SYSTEMATICS: CARBON IN ANIMALS
Again, there are lots of papers. I’ll tell you where to dig and where to skim.
I’ve but two big review papers here, as well (Koch 2007; Martínez del Rio et al. 2008). They will come up again and again from here on out, as we start talking about animals and ecology.
REQUIRED READING
Ambrose SH, Norr L (1993) Experimental evidence for the relationship of the carbon isotope ratios of whole diet and dietary protein to those of bone collagen and carbonate. In: Prehistoric Human Bone: Archaeology at the Molecular Level (Lambert, J. B., Grupe, G. eds.). Springer-Verlag, New York, pp. 1-37.
Read the experimental part closely and note how they clarified the question of mixing vs. routing. There is a bunch of speculation at the end about teasing apart human diets with different kinds of inputs. You could skim that.
Sponheimer M, et al (2003) An experimental study of carbon-isotope fractionation between diet, hair, and feces of mammalian herbivores. Canadian Journal of Zoology, 81: 871-876.
The first of a series of papers on controlled feeding experiments on larger mammals from our friends at the Univ. of Utah. Short and to the point.
Howland MR, et al (2003) Expression of the dietary isotope signal in the compound-specific d13C values of pig bone lipids and amino acids. International Journal of Osteoarchaeology, 13: 54-65.
A key paper on controlled feeding experiments on pigs that busts down to the individual compound level. Focus on the critical results on relationships among different tissue types, not individual molecules.
Passey BH, et al (2005) Carbon isotopic fractionation between diet, breath, and bioapatite in different mammals. Journal of Archaeological Science 32: 1459-1470.
More from the Beehive State. This time on CO2, not protein. They nail the problem of what causes the larger than expected diet-to-apatite fractionation in herbivores vs. carnivores. Not very long.
Big reviews
Koch PL (2007) Isotopic study of the biology of modern and fossil vertebrates. In: Michener R, Lajtha K (eds) Stable Isotopes in Ecology and Environmental Science, 2nd Edition. Blackwell Publishing, Boston, pp 99-154
An overly long, overly tedious chapter on everything isotopic in vertebrates. Pages 99-105 cover simple background on vertebrate tissues, then pages 105-109 dive into the controls on carbon isotope variations.
Martínez del Rio C, Wolf N, Carleton SA, Gannes LZ (2009) Isotopic ecology ten years after a call for more laboratory experiments. Biological Reviews 84: 91–111
If you are up for, read the whole thing now. If not, focus on the carbon parts, specifically the following sections: IV, V 1-2, 4. More from this paper later in the course.
Further Reading
Kelly JF (2000) Stable isotopes of carbon and nitrogen in the study of avian and mammalian trophic ecology. Canadian Journal of Zoology 78: 1-27.
The most recent whopping big review of trophic fractionations and other patterns in animal C and N isotopes.
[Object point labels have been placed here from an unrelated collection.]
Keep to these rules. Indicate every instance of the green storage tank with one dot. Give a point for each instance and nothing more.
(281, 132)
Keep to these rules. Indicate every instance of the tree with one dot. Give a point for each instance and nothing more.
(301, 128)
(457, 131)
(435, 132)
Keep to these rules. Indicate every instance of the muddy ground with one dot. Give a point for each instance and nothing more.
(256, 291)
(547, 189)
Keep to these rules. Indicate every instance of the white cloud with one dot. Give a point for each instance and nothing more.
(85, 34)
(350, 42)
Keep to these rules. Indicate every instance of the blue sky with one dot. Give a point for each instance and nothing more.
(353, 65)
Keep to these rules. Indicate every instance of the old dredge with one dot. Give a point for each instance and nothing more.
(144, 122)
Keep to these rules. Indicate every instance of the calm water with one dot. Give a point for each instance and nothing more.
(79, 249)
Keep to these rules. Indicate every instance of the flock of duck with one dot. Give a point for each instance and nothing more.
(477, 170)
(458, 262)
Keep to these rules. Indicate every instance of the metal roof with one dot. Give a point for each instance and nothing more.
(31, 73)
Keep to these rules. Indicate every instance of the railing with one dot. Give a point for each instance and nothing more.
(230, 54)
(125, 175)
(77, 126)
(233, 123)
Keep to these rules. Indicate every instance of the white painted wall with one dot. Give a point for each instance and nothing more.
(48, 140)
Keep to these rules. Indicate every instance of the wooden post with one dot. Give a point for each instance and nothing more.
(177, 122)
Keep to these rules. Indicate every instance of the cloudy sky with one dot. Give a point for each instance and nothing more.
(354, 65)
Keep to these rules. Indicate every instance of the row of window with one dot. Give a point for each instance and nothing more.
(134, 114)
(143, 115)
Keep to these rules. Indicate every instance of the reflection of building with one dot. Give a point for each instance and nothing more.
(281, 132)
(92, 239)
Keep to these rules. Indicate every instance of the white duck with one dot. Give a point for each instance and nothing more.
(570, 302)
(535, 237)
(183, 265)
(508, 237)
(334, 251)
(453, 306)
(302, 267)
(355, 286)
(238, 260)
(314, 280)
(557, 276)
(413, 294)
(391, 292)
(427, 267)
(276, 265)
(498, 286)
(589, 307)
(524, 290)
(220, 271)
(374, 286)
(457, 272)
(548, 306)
Fox-Dobbs K, Bump JK, Peterson RO, Fox DL, Koch PL (2007) Carnivore-specific stable isotope variations and variation in foraging ecology of modern and ancient wolf populations: case studies from Isle Royale, Minnesota, and La Brea. Canadian Journal of Zoology 85: 458-471
Not controlled feeding, but as close as we are likely to get for a large carnivore on a natural diet.
Pearson SF, Levey DJ, Greenberg CH, del Rio CM (2003) Effects of elemental composition on the incorporation of dietary nitrogen and carbon isotopic signatures in an omnivorous songbird. Oecologia, 135: 516-523.
A nice short feeding study, and one of the few that examines omnivores. We will read it when we get to N in animals.
Jim S, Ambrose SH, Evershed RP (2004) Stable carbon isotopic evidence for differences in the dietary origin of bone cholesterol, collagen and apatite: Implications for their use in palaeodietary reconstruction. Geochimica et Cosmochimica Acta, 68: 61-72.
A study very similar to Howland et al. (03), but this time on the rats that Ambrose and Norr studied.
Trueman CN, McGill RAR, Guyard PH (2005) The effect of growth rate on tissue-diet isotopic spacing in rapidly growing animals. An experimental study with Atlantic salmon (Salmo salar). Rapid Communications in Mass Spectrometry 19: 3239-3247.
Here is one for the lovers of salmonids (and other teleosts). This is one of several studies documenting that growth rate affects the diet-to-tissue isotope spacing (may be what is going on in Pearson et al. 2003). We will spend a day on turnover and growth rate later in the class, but this lays out the basic fractionation factors for fish.